The thinking process
When NagaSkaki has to make a move, it goes through the following process:
- Look in the opening book to see if it can skip the thinking process
- If a move was found in the opening book, make it!
- If not, decide how much time to use for this move (after each ply the thinking time is updated so that NagaSkaki can use less time for an obvious move and more time when it sees that it will lose material)
- Start a one ply search. This search cannot be interrupted, because we need at least one legal move.
- If there is more than one possible move, keep increasing the search depth by one ply until the time for this move runs out. These searches can be interrupted because we can use the best move of a previous search depth.
Here is a description of what happens inside NagaSkaki’s search algorithm:
- If we’re in the endgame and there is not enough material for checkmate, return a draw score
- Did the user press the stop button or is our time up? In that case stop the search and set a flag for the root function not to trust this score (because we were interrupted)

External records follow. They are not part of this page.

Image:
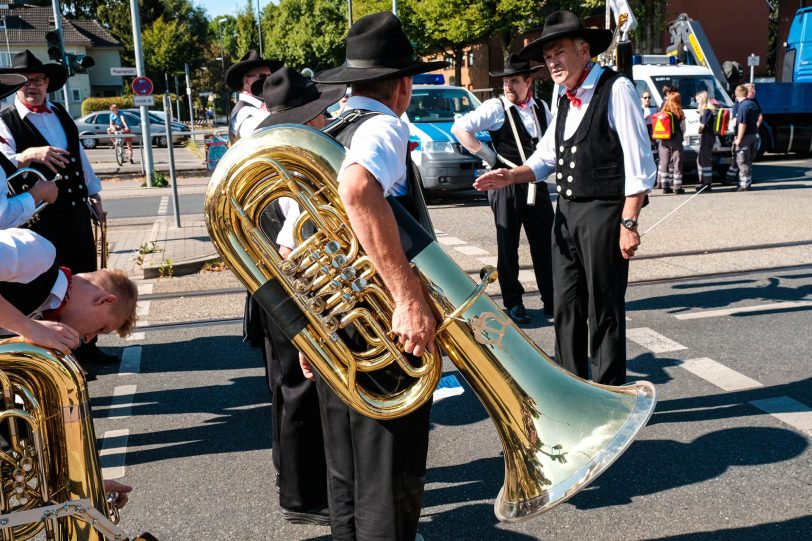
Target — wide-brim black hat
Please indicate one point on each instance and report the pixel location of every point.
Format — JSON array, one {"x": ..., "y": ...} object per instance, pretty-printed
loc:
[
  {"x": 248, "y": 62},
  {"x": 515, "y": 65},
  {"x": 10, "y": 83},
  {"x": 377, "y": 48},
  {"x": 565, "y": 24},
  {"x": 26, "y": 62},
  {"x": 292, "y": 98}
]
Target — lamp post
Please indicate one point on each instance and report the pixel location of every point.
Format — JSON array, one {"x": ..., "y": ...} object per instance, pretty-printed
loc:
[{"x": 223, "y": 65}]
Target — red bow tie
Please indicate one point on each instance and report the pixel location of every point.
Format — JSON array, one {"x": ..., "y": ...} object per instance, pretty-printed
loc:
[
  {"x": 38, "y": 108},
  {"x": 570, "y": 92},
  {"x": 53, "y": 314}
]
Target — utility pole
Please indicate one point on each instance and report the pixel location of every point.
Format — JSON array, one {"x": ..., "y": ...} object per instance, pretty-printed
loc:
[
  {"x": 146, "y": 140},
  {"x": 58, "y": 25}
]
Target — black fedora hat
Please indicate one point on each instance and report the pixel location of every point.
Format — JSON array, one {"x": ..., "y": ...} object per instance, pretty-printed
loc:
[
  {"x": 515, "y": 65},
  {"x": 377, "y": 48},
  {"x": 565, "y": 24},
  {"x": 26, "y": 62},
  {"x": 249, "y": 61},
  {"x": 10, "y": 83},
  {"x": 292, "y": 98}
]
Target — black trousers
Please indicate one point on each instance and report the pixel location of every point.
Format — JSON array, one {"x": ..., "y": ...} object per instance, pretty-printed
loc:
[
  {"x": 590, "y": 277},
  {"x": 376, "y": 471},
  {"x": 298, "y": 445},
  {"x": 511, "y": 212}
]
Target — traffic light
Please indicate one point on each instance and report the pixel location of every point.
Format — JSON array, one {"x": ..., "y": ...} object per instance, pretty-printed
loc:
[
  {"x": 55, "y": 50},
  {"x": 78, "y": 63}
]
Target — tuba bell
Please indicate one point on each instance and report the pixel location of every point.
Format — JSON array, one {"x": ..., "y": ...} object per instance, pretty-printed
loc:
[
  {"x": 51, "y": 478},
  {"x": 558, "y": 431}
]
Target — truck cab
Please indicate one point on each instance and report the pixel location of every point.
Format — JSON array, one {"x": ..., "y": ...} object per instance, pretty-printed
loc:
[{"x": 652, "y": 73}]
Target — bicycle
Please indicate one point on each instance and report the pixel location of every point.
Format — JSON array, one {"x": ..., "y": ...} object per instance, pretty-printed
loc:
[{"x": 122, "y": 152}]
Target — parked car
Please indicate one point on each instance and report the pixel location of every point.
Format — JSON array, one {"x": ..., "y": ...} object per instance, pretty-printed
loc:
[{"x": 98, "y": 122}]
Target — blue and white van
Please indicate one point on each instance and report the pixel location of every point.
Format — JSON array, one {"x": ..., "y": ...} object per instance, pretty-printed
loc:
[{"x": 441, "y": 161}]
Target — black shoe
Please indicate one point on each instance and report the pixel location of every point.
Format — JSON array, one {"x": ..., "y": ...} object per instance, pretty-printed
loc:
[
  {"x": 91, "y": 354},
  {"x": 316, "y": 517},
  {"x": 519, "y": 314}
]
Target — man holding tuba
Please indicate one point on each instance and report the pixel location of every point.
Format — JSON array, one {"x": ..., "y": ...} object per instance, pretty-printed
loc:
[
  {"x": 376, "y": 469},
  {"x": 18, "y": 209},
  {"x": 598, "y": 148}
]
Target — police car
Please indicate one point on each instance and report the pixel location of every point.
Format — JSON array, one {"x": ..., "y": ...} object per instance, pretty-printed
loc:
[{"x": 442, "y": 163}]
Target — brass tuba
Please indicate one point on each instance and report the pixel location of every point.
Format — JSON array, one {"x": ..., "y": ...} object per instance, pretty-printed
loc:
[
  {"x": 558, "y": 432},
  {"x": 51, "y": 478}
]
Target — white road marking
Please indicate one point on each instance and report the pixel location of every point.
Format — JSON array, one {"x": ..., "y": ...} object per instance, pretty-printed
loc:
[
  {"x": 121, "y": 406},
  {"x": 471, "y": 250},
  {"x": 130, "y": 361},
  {"x": 113, "y": 452},
  {"x": 142, "y": 308},
  {"x": 652, "y": 341},
  {"x": 451, "y": 241},
  {"x": 788, "y": 411},
  {"x": 718, "y": 374},
  {"x": 744, "y": 309}
]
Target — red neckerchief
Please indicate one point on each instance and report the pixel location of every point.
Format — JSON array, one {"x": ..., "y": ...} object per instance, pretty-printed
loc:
[
  {"x": 53, "y": 314},
  {"x": 570, "y": 92},
  {"x": 43, "y": 108}
]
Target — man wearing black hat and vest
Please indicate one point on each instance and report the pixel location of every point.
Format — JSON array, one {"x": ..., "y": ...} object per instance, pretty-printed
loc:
[
  {"x": 376, "y": 469},
  {"x": 17, "y": 210},
  {"x": 247, "y": 112},
  {"x": 597, "y": 146},
  {"x": 35, "y": 132},
  {"x": 516, "y": 122},
  {"x": 298, "y": 445}
]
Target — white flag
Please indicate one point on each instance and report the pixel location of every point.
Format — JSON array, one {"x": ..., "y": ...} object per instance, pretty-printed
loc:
[{"x": 622, "y": 6}]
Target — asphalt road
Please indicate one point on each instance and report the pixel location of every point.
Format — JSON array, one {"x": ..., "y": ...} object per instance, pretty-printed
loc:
[{"x": 726, "y": 455}]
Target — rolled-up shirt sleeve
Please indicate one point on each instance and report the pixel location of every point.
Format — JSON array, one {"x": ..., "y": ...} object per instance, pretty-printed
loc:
[
  {"x": 626, "y": 118},
  {"x": 24, "y": 255},
  {"x": 542, "y": 161}
]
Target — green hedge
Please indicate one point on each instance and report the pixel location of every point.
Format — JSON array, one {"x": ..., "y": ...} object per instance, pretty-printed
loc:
[{"x": 90, "y": 105}]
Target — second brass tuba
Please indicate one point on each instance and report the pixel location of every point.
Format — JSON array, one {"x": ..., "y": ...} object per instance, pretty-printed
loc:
[{"x": 558, "y": 432}]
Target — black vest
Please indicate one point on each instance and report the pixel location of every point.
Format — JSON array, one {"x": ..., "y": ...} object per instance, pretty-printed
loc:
[
  {"x": 590, "y": 164},
  {"x": 28, "y": 297},
  {"x": 343, "y": 129},
  {"x": 505, "y": 143},
  {"x": 72, "y": 187},
  {"x": 233, "y": 136}
]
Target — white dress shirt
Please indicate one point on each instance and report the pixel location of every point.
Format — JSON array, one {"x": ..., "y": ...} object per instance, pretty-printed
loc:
[
  {"x": 248, "y": 118},
  {"x": 490, "y": 116},
  {"x": 625, "y": 118},
  {"x": 379, "y": 145},
  {"x": 50, "y": 128}
]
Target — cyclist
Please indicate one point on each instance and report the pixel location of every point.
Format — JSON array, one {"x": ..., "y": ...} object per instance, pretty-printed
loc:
[{"x": 118, "y": 124}]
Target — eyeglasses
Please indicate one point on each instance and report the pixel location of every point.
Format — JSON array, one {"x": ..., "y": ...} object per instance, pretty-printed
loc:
[{"x": 36, "y": 82}]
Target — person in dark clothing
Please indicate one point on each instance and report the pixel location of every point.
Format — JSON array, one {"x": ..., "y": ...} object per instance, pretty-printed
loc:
[
  {"x": 38, "y": 133},
  {"x": 516, "y": 122},
  {"x": 376, "y": 468},
  {"x": 597, "y": 145}
]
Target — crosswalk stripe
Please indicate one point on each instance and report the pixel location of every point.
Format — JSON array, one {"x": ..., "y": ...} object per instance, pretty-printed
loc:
[
  {"x": 718, "y": 374},
  {"x": 652, "y": 341},
  {"x": 744, "y": 309},
  {"x": 113, "y": 452},
  {"x": 788, "y": 411}
]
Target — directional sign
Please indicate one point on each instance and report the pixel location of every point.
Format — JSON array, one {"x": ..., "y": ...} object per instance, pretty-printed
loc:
[
  {"x": 148, "y": 101},
  {"x": 142, "y": 86},
  {"x": 123, "y": 72}
]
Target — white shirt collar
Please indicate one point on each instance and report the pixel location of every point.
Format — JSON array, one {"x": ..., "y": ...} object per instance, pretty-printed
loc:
[
  {"x": 369, "y": 104},
  {"x": 251, "y": 99},
  {"x": 23, "y": 110}
]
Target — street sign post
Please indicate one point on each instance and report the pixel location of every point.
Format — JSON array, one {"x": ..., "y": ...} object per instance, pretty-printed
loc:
[{"x": 123, "y": 72}]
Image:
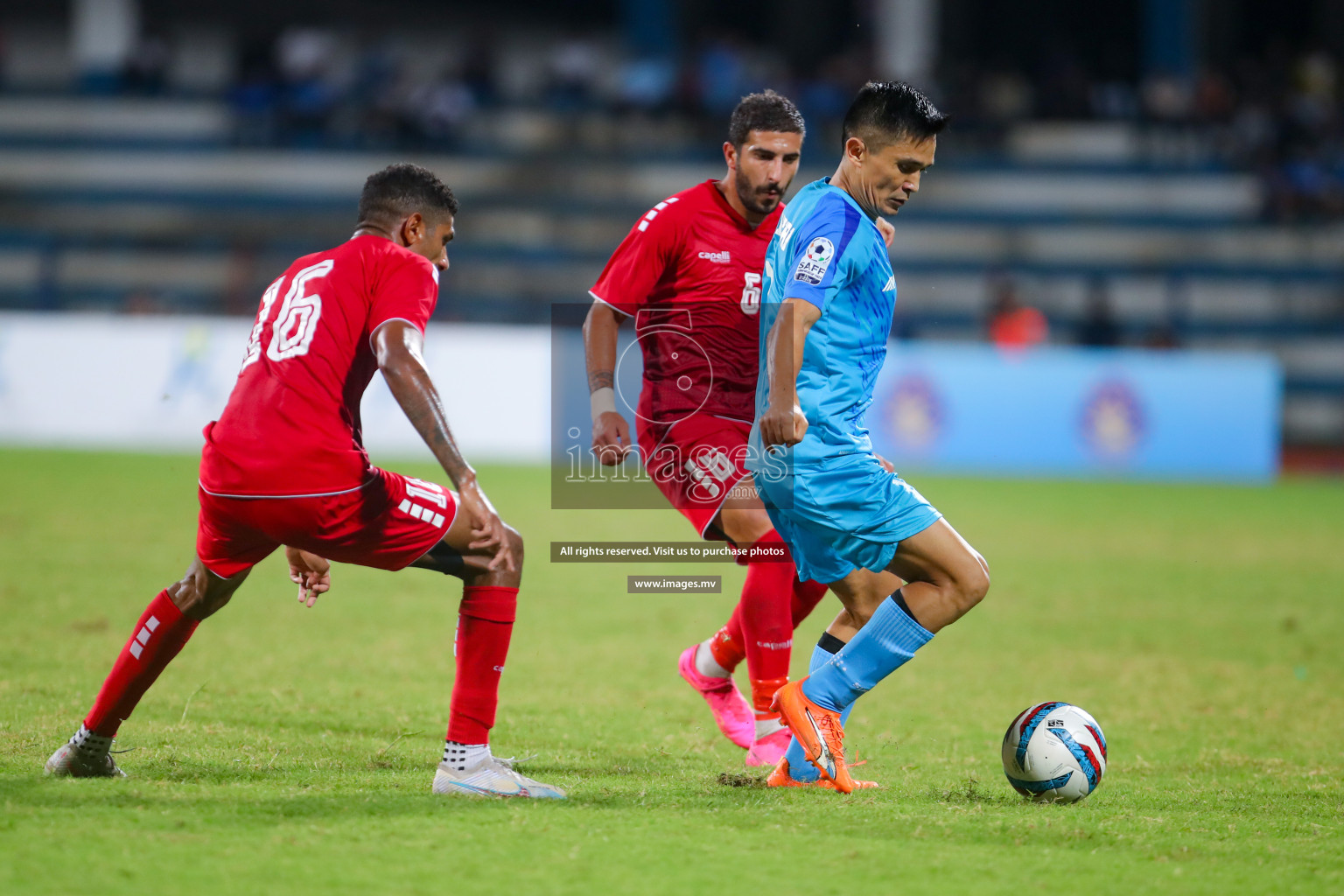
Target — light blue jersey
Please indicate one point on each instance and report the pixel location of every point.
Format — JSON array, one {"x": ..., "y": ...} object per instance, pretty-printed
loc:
[
  {"x": 828, "y": 496},
  {"x": 828, "y": 251}
]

- Look in the hash table to see if we can skip the search and just return the hash score.
- Is this a draw by 50 move rule? If yes, return draw score
- Are we in check? If yes, we increment the search depth, because this might be a dangerous line.
- Try a null move (let the opponent make two moves in a row), if that doesn’t help the opponent he will probably not play this line and we don’t need to search this line further.

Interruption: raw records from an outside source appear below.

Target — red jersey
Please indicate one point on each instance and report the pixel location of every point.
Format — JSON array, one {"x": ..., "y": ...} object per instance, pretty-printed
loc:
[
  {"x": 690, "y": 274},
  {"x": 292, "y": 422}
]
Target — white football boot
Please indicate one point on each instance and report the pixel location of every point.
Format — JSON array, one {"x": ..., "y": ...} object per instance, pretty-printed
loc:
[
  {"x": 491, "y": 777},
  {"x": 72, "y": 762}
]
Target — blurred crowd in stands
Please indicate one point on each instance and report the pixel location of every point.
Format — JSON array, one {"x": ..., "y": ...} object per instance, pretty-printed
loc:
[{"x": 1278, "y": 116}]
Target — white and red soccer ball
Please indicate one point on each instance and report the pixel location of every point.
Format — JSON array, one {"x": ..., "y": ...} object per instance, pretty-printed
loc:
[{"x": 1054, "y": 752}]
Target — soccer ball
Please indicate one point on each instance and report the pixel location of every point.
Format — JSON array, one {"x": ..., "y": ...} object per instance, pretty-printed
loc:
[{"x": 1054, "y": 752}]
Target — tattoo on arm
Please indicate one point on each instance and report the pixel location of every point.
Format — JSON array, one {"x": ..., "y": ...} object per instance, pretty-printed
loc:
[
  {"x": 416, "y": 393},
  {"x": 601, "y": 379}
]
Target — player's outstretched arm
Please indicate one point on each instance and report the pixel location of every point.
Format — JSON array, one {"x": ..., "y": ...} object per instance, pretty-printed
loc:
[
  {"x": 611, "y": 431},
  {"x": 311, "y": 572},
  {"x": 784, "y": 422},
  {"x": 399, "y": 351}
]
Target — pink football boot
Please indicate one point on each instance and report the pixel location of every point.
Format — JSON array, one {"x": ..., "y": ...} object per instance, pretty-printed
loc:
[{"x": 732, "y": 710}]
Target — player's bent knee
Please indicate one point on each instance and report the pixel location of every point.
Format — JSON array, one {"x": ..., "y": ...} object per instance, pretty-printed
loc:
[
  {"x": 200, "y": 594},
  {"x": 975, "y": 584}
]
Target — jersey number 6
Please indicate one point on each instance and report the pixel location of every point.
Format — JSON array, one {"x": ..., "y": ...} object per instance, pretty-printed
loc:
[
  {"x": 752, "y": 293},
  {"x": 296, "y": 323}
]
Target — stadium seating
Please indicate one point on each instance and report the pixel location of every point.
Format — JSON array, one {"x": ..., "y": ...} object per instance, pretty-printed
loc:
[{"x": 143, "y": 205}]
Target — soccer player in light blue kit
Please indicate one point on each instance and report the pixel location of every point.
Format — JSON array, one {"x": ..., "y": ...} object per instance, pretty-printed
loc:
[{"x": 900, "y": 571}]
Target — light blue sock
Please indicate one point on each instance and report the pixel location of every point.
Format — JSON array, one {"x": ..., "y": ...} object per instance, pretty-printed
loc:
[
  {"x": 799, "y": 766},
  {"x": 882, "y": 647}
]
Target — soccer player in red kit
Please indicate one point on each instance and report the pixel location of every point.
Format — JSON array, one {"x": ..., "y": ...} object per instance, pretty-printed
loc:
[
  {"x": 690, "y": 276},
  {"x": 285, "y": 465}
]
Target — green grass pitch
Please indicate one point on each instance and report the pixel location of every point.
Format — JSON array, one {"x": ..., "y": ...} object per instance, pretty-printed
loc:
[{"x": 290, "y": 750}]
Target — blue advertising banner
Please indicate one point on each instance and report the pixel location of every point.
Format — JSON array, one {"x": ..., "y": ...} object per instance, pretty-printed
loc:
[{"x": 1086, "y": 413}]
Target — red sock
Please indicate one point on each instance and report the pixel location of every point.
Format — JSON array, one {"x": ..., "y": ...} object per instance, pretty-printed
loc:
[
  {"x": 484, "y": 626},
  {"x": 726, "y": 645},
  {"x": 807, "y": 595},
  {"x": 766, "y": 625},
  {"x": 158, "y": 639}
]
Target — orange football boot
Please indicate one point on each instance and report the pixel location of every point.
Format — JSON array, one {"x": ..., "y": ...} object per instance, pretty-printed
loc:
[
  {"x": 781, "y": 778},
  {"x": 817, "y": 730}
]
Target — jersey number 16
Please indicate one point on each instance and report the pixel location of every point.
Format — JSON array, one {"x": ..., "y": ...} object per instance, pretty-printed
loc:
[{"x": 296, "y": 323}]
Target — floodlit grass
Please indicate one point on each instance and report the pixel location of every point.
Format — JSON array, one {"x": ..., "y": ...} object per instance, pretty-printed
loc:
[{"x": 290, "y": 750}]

- If we didn’t find a best move in the hash table, do internal iterative deepening (do a search of only a few plies deep, and use the best move from that search)
- See if we can do futility and extended futility pruning (if we are so far behind that even the capture of say a queen won’t bring the score to that of the best line, we don’t need to bother searching deeper)

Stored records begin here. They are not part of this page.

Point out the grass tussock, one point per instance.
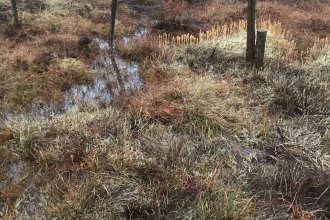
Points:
(208, 136)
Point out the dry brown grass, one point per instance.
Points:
(208, 137)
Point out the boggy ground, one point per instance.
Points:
(209, 137)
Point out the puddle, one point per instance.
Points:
(112, 76)
(106, 84)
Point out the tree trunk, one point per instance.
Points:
(13, 5)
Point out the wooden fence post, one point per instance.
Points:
(13, 5)
(250, 43)
(260, 47)
(112, 23)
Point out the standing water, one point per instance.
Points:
(106, 84)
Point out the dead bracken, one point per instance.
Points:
(192, 131)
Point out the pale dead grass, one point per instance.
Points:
(200, 142)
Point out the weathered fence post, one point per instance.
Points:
(112, 23)
(13, 5)
(250, 43)
(260, 47)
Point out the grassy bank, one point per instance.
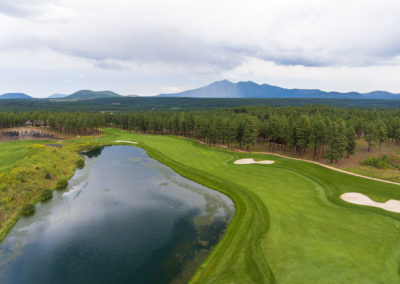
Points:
(289, 226)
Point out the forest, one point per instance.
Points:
(330, 132)
(174, 104)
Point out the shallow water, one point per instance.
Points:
(124, 218)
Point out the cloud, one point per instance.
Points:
(198, 39)
(219, 34)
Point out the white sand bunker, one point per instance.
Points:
(251, 161)
(361, 199)
(121, 141)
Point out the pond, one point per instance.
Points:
(123, 218)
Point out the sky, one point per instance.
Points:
(152, 47)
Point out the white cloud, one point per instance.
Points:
(186, 43)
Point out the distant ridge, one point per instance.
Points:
(227, 89)
(88, 94)
(57, 96)
(15, 96)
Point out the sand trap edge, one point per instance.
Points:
(131, 142)
(251, 161)
(391, 205)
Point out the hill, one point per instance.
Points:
(57, 96)
(227, 89)
(88, 94)
(15, 96)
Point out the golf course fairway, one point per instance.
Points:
(290, 225)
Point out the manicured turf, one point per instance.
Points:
(289, 225)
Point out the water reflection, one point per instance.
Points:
(123, 218)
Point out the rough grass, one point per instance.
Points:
(290, 225)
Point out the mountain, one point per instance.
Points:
(15, 96)
(227, 89)
(88, 94)
(57, 96)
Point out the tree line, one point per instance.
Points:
(328, 132)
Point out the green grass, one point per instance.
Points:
(289, 225)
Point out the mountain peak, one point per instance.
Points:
(249, 89)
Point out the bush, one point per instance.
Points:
(80, 163)
(62, 182)
(46, 195)
(28, 209)
(380, 163)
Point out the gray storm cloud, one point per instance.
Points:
(188, 38)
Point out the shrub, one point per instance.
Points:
(380, 163)
(80, 163)
(46, 195)
(28, 209)
(62, 182)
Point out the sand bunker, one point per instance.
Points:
(361, 199)
(251, 161)
(121, 141)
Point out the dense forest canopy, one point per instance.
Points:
(174, 104)
(330, 132)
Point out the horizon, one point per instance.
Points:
(152, 95)
(147, 49)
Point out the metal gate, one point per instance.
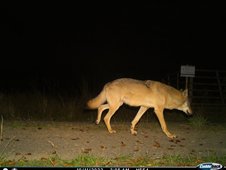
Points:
(207, 88)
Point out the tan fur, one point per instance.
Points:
(146, 94)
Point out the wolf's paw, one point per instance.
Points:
(172, 136)
(133, 132)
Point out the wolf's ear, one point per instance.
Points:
(185, 93)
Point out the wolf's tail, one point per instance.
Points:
(97, 101)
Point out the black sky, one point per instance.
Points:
(110, 41)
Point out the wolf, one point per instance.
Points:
(139, 93)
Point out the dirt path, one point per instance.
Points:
(38, 140)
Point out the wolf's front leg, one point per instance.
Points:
(159, 113)
(136, 119)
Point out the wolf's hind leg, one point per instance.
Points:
(107, 118)
(159, 113)
(101, 108)
(141, 111)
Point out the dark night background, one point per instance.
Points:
(97, 43)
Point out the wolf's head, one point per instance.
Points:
(186, 107)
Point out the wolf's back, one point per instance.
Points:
(97, 101)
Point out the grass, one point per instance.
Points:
(93, 161)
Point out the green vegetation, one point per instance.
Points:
(89, 160)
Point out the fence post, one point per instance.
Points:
(219, 86)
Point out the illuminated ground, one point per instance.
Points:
(40, 140)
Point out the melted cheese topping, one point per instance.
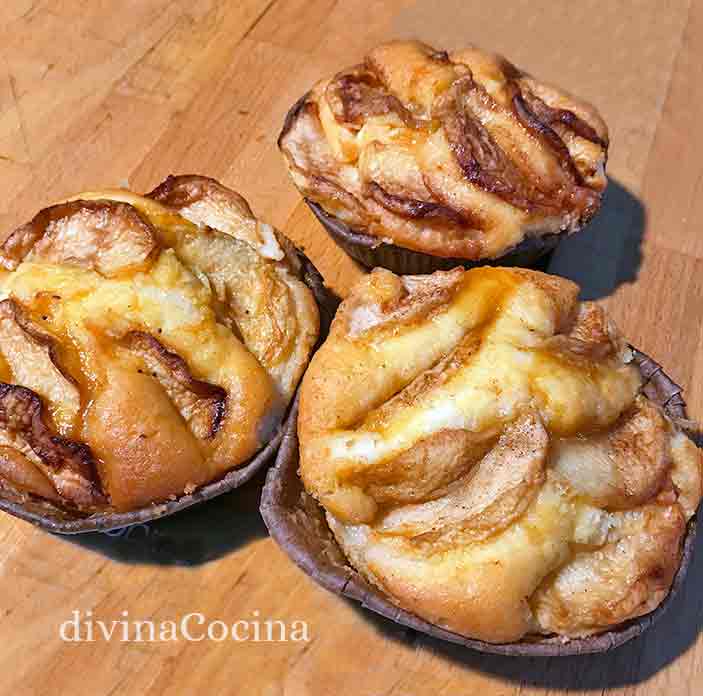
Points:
(476, 436)
(229, 329)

Now only do we start with the Alpha beta algorithm!
- Make the best move in the move list – each move is given a score as follows:
Hash move – very big bonus
Pawn that queens – big bonus
Bonus for captures – sort of MVV/LVA (most valuable victim/least valuable attacker)
Bonus for killer moves
Bonus for moves from history heuristic
Bonus if the piece moves to a good square - Apply extensions – search deeper if:
A pawn moves to the 7’Th rank
This is the last move with pieces on the board
We recapture with a piece of the same value - If the remaining search depth is more than zero, call the search function and get the score, else call the quiescent search (search only captures exhaustively)
- After all the moves are made, return the best score
- If there were no legal moves: return zero if we are not in check, return mate value if we are.